Desgraciadamente, el 2018 no pasará a la historia por haber estado plagado de éxitos políticos y diplomáticos. Si 2017 ya nos había traído una notable erosión del orden internacional, hoy vivimos en un mundo todavía más caótico, más inflamable y más hostil. No es casualidad, al fin y al cabo, que estos tres adjetivos sean aplicables también al Gobierno de la primera potencia mundial.
2018 ha estado marcado por la llamada “guerra comercial” que ha puesto en marcha Estados Unidos, principalmente —pero no exclusivamente— contra China. Las disputas arancelarias han dejado muy tocadaa la Organización Mundial del Comercio y han acentuado las suspicacias mutuas entre Washington y Pekín, que se dispararon con la llegada de la Administración Trump. Además, China eliminó a principios de año los límites a los mandatos presidenciales, avivando los temores de que la “nueva era” de Xi Jinping destierre por completo el liderazgo colectivo y la circunspección que propuso en su día Deng Xiaoping.
Otro país reemergente en términos geopolíticos —aunque en su caso no lo sea en términos económicos— es Rusia. El pasado mes de marzo se celebraron elecciones presidenciales en ese país, en las que Vladimir Putin, como cabía esperar, se impuso sin mayores dificultades. Con una economía estancada, fruto de su excesiva dependencia de los hidrocarburos, Putin gusta de jugar la carta de la política exterior para apuntalar su popularidad doméstica. El episodio del envenenamiento de Sergei y Yulia Skripal en el Reino Unido consiguió lo propio justo antes de las elecciones, y la reciente escalada de tensiones con Ucrania en el Mar de Azov podría estar persiguiendo este mismo objetivo, entre otros. En un escenario de exacerbado militarismo ruso, si Estados Unidos y Rusia desecharan el Tratado de Eliminación de Misiles de Corto y Medio Alcance (Tratado INF) nos hallaríamos ante una complicación añadida, que afectaría muy especialmente a Europa.

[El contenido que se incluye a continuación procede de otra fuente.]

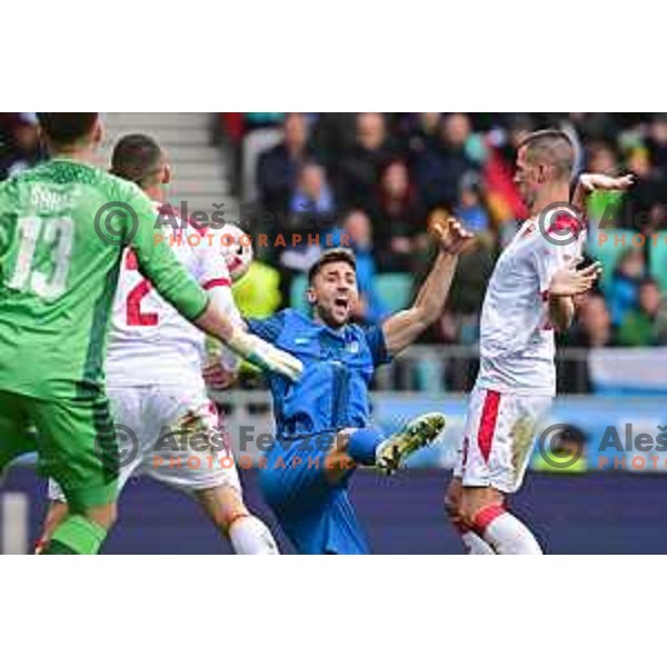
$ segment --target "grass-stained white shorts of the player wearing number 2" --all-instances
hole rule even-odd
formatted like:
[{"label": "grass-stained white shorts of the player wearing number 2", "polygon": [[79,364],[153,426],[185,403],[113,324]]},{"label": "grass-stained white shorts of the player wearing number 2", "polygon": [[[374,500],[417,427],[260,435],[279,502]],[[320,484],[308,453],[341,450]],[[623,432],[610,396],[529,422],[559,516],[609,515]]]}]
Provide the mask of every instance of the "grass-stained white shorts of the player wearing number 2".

Mientras tanto, Oriente Próximo sigue siendo el principal foco de conflictos en el mundo. Si bien se ha confirmado durante este año el retroceso territorial del Estado Islámico (que no su derrota, pese a lo que asegure Trump), la guerra en Siria sigue cobrándose víctimas sin pausa. Tampoco ha menguado la tragedia humanitaria provocada por el conflicto yemení, aunque recientemente se han reanudado las negociaciones que habían encallado en 2016, produciéndose algunos avances significativos. En Afganistán, Estados Unidos sigue inmerso en la que suele considerarse como la guerra más larga de su historia, y se estima que el porcentaje de distritos controlados actualmente por los talibanes es el mayor desde que fueron derrocados en 2001.
Más allá de los últimos movimientos en estos tres conflictos, los fundamentos de la estrategia de la Administración Trump en Oriente Próximo han permanecido intactos a lo largo de 2018.